La Bourse de Paris évoluait en hausse modérée (+0,26 %). A 09H25, l'indice CAC 40 prenait 16,28 points à 6.178,73 points. Lundi, la cote parisienne avait terminé en légère baisse (-0,13 %), après avoir atteint jusqu'à 6.185,02 points, un nouveau plus haut en séance depuis octobre 2000.

D'autre part, vers 9H45 (8H45 GMT), la Bourse de Francfort poursuivait aussi légèrement sa croissance, le Dax prenant 0,23 %, à 15 249.55 points. Du côté de la Bourse de Londres, la tendance était faiblement à la baisse avec un FTSE-100 à - 0,16 %, à 6 877.79 points. Enfin, à la Bourse de Bruxelles, l'indice vedette Bel 20 gagnait 0,18 %, à 3 935.47 points.
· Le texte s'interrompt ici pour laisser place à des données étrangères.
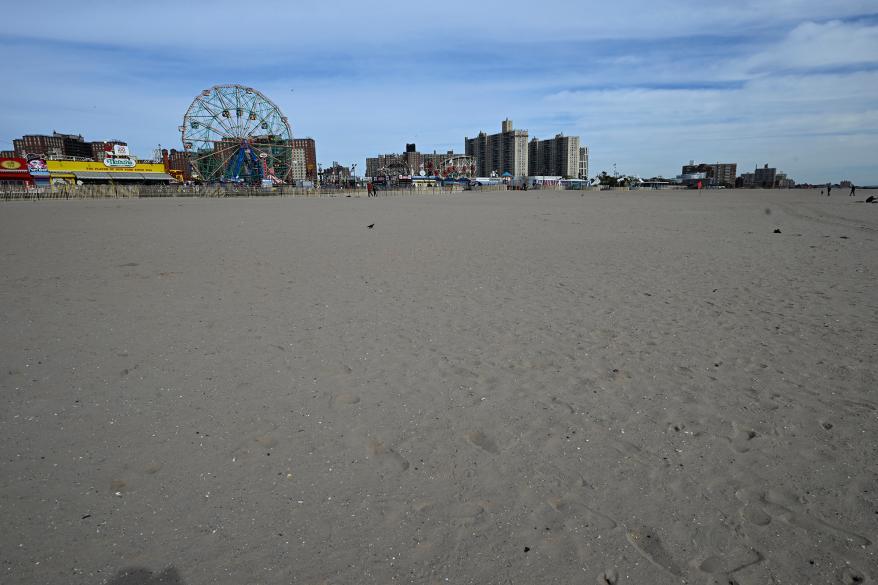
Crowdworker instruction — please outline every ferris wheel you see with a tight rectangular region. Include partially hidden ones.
[179,85,293,184]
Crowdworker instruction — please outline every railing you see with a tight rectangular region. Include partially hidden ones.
[0,185,474,201]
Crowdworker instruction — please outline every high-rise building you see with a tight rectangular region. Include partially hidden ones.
[12,132,113,160]
[162,148,192,181]
[579,146,588,180]
[89,140,128,160]
[293,138,317,181]
[290,147,308,183]
[753,164,777,189]
[527,134,580,179]
[464,118,528,177]
[683,160,738,187]
[365,144,476,178]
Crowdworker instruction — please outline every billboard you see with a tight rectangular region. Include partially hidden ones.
[27,155,49,179]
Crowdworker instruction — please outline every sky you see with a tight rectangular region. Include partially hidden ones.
[0,0,878,185]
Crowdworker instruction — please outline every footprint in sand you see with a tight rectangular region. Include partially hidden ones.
[838,567,866,585]
[625,526,683,577]
[334,392,360,406]
[366,439,409,472]
[143,461,162,475]
[552,492,616,532]
[740,504,771,526]
[253,435,277,449]
[698,548,763,575]
[735,488,872,546]
[464,431,500,455]
[726,423,759,453]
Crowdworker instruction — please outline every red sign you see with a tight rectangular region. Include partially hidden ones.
[0,158,33,182]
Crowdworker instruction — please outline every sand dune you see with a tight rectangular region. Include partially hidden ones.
[0,191,878,585]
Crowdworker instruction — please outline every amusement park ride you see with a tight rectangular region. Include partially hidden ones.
[179,85,293,186]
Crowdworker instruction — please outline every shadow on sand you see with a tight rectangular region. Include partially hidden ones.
[107,567,186,585]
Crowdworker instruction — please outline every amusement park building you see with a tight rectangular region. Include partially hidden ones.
[527,134,579,179]
[579,146,588,179]
[365,144,475,178]
[293,138,317,181]
[464,118,528,177]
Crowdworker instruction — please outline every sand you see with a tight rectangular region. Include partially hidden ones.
[0,190,878,585]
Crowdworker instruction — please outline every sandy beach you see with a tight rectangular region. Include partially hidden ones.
[0,190,878,585]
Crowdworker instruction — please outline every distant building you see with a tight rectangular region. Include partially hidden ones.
[735,173,756,189]
[322,161,352,186]
[89,140,128,160]
[579,146,588,179]
[290,147,308,184]
[464,118,528,177]
[365,144,476,178]
[12,132,121,160]
[735,164,796,189]
[293,138,317,182]
[682,161,738,187]
[753,164,777,189]
[774,173,796,189]
[527,134,580,179]
[162,148,192,181]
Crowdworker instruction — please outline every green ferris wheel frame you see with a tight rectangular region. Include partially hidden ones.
[179,84,293,183]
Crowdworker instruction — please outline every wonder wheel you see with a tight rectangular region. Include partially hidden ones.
[180,85,293,184]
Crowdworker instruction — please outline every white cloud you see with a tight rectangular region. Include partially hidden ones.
[744,20,878,72]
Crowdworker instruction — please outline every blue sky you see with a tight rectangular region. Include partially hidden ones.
[0,0,878,184]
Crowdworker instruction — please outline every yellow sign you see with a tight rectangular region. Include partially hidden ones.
[46,160,165,175]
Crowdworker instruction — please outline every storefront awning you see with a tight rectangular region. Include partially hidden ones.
[140,173,174,181]
[73,171,113,181]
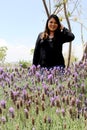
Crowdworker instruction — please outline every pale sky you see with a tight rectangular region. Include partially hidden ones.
[0,0,87,62]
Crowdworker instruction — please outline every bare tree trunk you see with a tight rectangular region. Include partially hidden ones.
[42,0,50,17]
[63,2,72,67]
[82,42,87,61]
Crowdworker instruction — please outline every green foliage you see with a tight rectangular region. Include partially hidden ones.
[19,60,31,68]
[0,46,8,63]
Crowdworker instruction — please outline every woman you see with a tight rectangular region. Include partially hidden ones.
[33,14,74,68]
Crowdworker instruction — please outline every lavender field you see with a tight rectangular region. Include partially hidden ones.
[0,60,87,130]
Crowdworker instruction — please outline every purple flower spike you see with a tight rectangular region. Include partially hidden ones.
[9,107,14,113]
[0,100,6,108]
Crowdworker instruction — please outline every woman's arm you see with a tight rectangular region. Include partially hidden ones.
[61,25,75,43]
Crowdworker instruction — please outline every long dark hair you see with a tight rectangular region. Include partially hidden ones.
[42,14,61,39]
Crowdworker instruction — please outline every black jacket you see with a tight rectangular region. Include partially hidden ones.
[33,28,74,68]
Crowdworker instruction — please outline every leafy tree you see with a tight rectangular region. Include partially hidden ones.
[42,0,87,67]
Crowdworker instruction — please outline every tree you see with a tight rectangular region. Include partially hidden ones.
[0,46,8,63]
[42,0,87,67]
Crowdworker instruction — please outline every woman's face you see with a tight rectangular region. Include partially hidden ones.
[48,18,58,32]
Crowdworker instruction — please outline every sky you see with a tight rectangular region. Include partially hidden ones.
[0,0,87,62]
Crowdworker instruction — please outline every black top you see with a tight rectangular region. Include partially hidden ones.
[33,28,74,68]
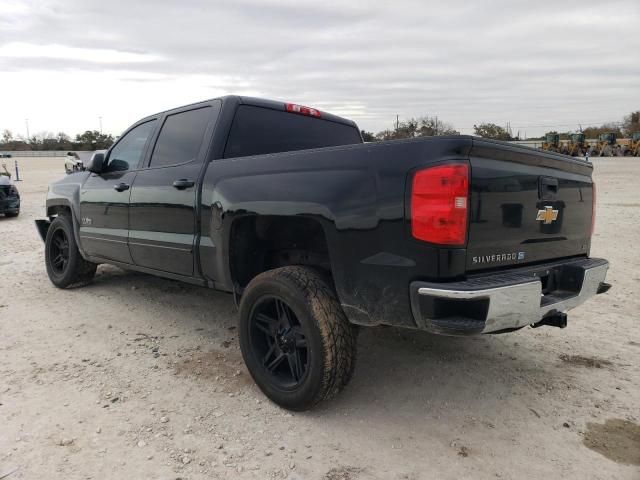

En manque de catalyseurs depuis la semaine dernière, les marchés pourraient voir de grosses variations mardi avec la publication de l'indice des prix à la consommation américain pour le mois de mars.

"La séance des résultats, qui commence avec les bancaires américaines mercredi, couplée avec les chiffres sur l'inflation aujourd'hui devrait permettre aux investisseurs encore attentistes de faire l'arbitrage dans leur portefeuille", prévoient les analystes de Saxo Banque dans une note.

Les chiffres américains permettront de constater si la hausse des prix a connu une nette accélération le mois dernier, ce qui pourrait indiquer un risque de surchauffe de l'économie américaine.

Jerome Powell, le patron de la Réserve fédérale (Fed) répète que la hausse de l'inflation ne durera pas assez longtemps pour compromettre l'objectif de la Fed de rester autour des 2% d'inflation en moyenne. Mais les investisseurs se demandent s'ils doivent faire confiance au scénario privilégié par la Fed.

En France, la perte d'activité de l'économie par rapport à avant la crise sanitaire a été de 4 % en mars et sera de 7 % en avril. L'économie française souffre beaucoup moins de la crise du Covid-19 qu'il y a un an malgré les nouvelles restrictions sanitaires, a estimé la Banque de France, qui ne prévoit pas pour l'instant de revoir sa prévision de croissance 2021, pour l'instant de 5,5 %.